There was a lively discussion at the end of the presentation about how far we have come in the application of digital technology and as to how the Netherlands can maintain its position as a leading horticultural country in this field. Later, one of the people present asked me to make sure that next time I would also ‘briefly’ explain what AI actually is. Yes, that is a rather difficult question, because what exactly is AI?

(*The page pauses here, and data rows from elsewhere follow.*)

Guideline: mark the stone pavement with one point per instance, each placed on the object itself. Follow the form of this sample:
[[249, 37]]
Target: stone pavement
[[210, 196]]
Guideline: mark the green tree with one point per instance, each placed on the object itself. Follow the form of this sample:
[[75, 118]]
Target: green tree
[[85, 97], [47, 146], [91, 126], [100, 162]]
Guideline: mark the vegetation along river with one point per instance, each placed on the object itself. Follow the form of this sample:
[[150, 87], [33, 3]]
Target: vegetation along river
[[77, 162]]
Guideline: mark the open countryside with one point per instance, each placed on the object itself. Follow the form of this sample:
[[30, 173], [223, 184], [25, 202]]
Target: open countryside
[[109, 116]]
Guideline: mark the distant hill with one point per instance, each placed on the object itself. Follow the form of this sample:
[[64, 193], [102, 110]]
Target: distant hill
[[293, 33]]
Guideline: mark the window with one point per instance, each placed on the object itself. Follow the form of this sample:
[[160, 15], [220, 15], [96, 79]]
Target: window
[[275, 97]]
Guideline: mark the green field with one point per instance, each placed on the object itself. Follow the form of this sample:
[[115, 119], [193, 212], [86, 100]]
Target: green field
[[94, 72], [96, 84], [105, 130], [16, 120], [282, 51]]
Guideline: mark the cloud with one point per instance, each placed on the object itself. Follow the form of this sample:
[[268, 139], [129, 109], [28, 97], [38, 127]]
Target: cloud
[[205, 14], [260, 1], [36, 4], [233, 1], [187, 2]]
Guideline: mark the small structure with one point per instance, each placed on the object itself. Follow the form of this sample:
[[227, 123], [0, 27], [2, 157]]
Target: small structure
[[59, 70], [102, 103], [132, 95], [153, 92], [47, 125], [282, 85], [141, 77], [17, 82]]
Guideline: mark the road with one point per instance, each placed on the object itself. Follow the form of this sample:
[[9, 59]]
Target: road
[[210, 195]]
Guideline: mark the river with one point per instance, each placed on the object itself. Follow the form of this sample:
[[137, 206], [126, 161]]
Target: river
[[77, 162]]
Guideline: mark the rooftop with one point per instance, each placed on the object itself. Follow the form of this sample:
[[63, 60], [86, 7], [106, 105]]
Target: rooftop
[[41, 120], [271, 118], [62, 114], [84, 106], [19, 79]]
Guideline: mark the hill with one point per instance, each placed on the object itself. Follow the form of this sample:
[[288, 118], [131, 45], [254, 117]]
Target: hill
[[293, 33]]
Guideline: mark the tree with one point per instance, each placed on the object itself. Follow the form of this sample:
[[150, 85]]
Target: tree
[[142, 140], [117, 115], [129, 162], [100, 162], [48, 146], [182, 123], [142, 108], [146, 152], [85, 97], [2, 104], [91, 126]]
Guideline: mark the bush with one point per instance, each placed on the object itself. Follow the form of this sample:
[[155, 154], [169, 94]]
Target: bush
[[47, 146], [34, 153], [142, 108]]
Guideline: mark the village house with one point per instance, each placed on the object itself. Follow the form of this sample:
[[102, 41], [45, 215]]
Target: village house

There are hundreds of definitions. Here are a few that I found among the hundreds of definitions:

“AI has become a catch-all term for applications that perform complex tasks that previously required human input, like online communication with customers or a game of chess.”

“AI is the ability of a machine to exhibit human-like skills – such as reasoning, learning, planning and creativity.”

The formal definition of AI by the European Commission is: “systems that display intelligent behavior by analyzing their environment and taking actions – with some degree of autonomy – to achieve specific goals.”

So I won’t dare to delve into that, nor whether there is a difference between statistics and AI. Or if many of the applications that claim to make use of AI actually do that…

What I do find interesting is the discussion about where we can apply AI. The possibilities are much more wide-ranging than initially thought when the term was coined. Moreover, the question of where we can apply AI is in fact still not that interesting. After all, it is not about the technology so much but about the value that the product or service we develop with it has for users!

Nevertheless, in order to get an idea of what applications you are able to develop, I think it helps to take a look at the seven patterns of AI.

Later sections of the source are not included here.